Women with high concentrations of vitamin D have been found to have a much lower chance of developing cancer, according to a recently published study.
Published in the journal PLOS ONE and authored by a team from Creighton University, University of California, San Diego and GrassrootsHealth, the research found a 67% reduction in risk for all cancers in women with vitamin D levels > 100 nmol/L (40 ng/ml) compared to womenwith vitamin D levels < 50 nmol/L (20 ng/ml).
Drawing on results from one of Creighton’s past studies, Dr. Heaney and researchers at the University of California, San Diego School of Medicine worked with Dr. Lappe’s team and GrassrootsHealth to provide data from its members to aid in the study. Combining both pools of data, the researchers were able to create a larger overall cohort of 2,304 women with a broader range of serum levels for the analysis.

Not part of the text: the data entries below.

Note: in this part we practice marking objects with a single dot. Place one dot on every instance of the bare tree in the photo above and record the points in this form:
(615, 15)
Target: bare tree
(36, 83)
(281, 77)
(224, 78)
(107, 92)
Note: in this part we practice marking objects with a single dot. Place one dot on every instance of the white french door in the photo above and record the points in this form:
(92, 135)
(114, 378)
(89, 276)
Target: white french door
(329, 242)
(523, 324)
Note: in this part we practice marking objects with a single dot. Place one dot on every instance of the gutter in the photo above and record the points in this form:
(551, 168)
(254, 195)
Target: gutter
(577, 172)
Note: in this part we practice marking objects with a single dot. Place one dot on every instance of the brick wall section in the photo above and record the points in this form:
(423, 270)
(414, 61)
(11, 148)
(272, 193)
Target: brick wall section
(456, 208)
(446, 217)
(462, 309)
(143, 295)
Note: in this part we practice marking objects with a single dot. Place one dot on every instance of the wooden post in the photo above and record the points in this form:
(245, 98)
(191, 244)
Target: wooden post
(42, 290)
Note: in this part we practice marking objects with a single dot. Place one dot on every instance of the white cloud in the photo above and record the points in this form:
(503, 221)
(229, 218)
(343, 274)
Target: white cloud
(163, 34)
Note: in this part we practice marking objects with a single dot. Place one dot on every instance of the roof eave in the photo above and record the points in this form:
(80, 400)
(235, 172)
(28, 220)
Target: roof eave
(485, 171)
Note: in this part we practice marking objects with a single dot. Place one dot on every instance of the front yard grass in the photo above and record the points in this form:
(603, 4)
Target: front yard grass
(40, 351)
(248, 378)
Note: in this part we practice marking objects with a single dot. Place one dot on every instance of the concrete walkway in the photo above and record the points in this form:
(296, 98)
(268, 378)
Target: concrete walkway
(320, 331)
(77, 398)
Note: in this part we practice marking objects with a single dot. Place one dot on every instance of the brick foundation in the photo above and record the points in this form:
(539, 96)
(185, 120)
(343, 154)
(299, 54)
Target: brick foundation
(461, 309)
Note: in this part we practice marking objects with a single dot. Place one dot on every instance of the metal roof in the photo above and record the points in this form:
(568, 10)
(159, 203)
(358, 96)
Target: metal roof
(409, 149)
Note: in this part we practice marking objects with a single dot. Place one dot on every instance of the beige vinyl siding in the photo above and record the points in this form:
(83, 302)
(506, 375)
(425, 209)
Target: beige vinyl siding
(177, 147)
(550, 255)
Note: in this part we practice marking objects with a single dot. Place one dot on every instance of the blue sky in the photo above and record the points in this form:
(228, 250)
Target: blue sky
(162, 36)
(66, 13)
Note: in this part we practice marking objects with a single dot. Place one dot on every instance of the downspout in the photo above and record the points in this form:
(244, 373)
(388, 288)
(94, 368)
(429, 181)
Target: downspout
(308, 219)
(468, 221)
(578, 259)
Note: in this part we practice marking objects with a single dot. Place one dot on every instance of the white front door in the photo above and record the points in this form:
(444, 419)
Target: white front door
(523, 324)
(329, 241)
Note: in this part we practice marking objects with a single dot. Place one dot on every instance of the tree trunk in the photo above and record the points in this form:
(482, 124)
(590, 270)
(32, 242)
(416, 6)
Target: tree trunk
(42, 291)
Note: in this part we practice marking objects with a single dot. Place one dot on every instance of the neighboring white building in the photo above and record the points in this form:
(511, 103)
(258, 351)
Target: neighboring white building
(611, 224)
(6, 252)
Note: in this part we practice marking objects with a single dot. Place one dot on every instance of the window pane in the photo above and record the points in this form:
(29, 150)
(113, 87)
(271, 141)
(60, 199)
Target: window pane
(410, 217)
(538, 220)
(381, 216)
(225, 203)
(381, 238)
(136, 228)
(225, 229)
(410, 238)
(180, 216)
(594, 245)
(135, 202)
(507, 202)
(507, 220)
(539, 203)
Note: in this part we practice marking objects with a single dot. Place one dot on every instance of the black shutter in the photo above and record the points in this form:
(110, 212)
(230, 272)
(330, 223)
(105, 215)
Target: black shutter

The resulting conclusion was that women with higher than 100 nmol/L (40 ng/ml) vitamin D levels were associated with substantial reduction in risk of all invasive cancers combined.
Dr. Heaney, one of the study’s authors, noted the importance of sunlight in vitamin D absorption. While ancestors spent a lot of time outdoors in direct sunlight, today more time is spent indoors and behind computer screens.
“Be sure you’re getting as much vitamin D as nature would give you under natural circumstances and you were wandering around outdoors exposing a lot of skin in the summer,” said Heaney. “We have got to find a way to translate [these studies] into policy; public health policy.”
In Toronto, Dr. Reinhold Vieth, scientific advisor for the Vitamin D Society and professor at the University of Toronto, is encouraged by the results.
“This analysis provides more evidence that vitamin D plays an important role for cancer, and not just bone health,” said Dr. Vieth. “More vitamin D, or more sunshine, is related to lower cancer, heart disease, diabetes, multiple sclerosis, osteoporosis or death. Fortunately, taking advantage of the health benefits of vitamin D couldn’t be easier as it comes for free with spending time in the sun.”
Approximately 12 million Canadians (35%) fall below the minimum vitamin D blood level requirements of 50 nmol/L set by Health Canada and the Institute of Medicine and 90% of Canadians do not meet the 100 nmol/L recommended by this research study.
“The takeaway message from this study is clear,” said Perry Holman, Executive Director of the Vitamin D Society. “If you want to help prevent the risk of cancer for you and your family, ensure that your 25(OH)D vitamin D blood levels are greater than 100 nmol/L.”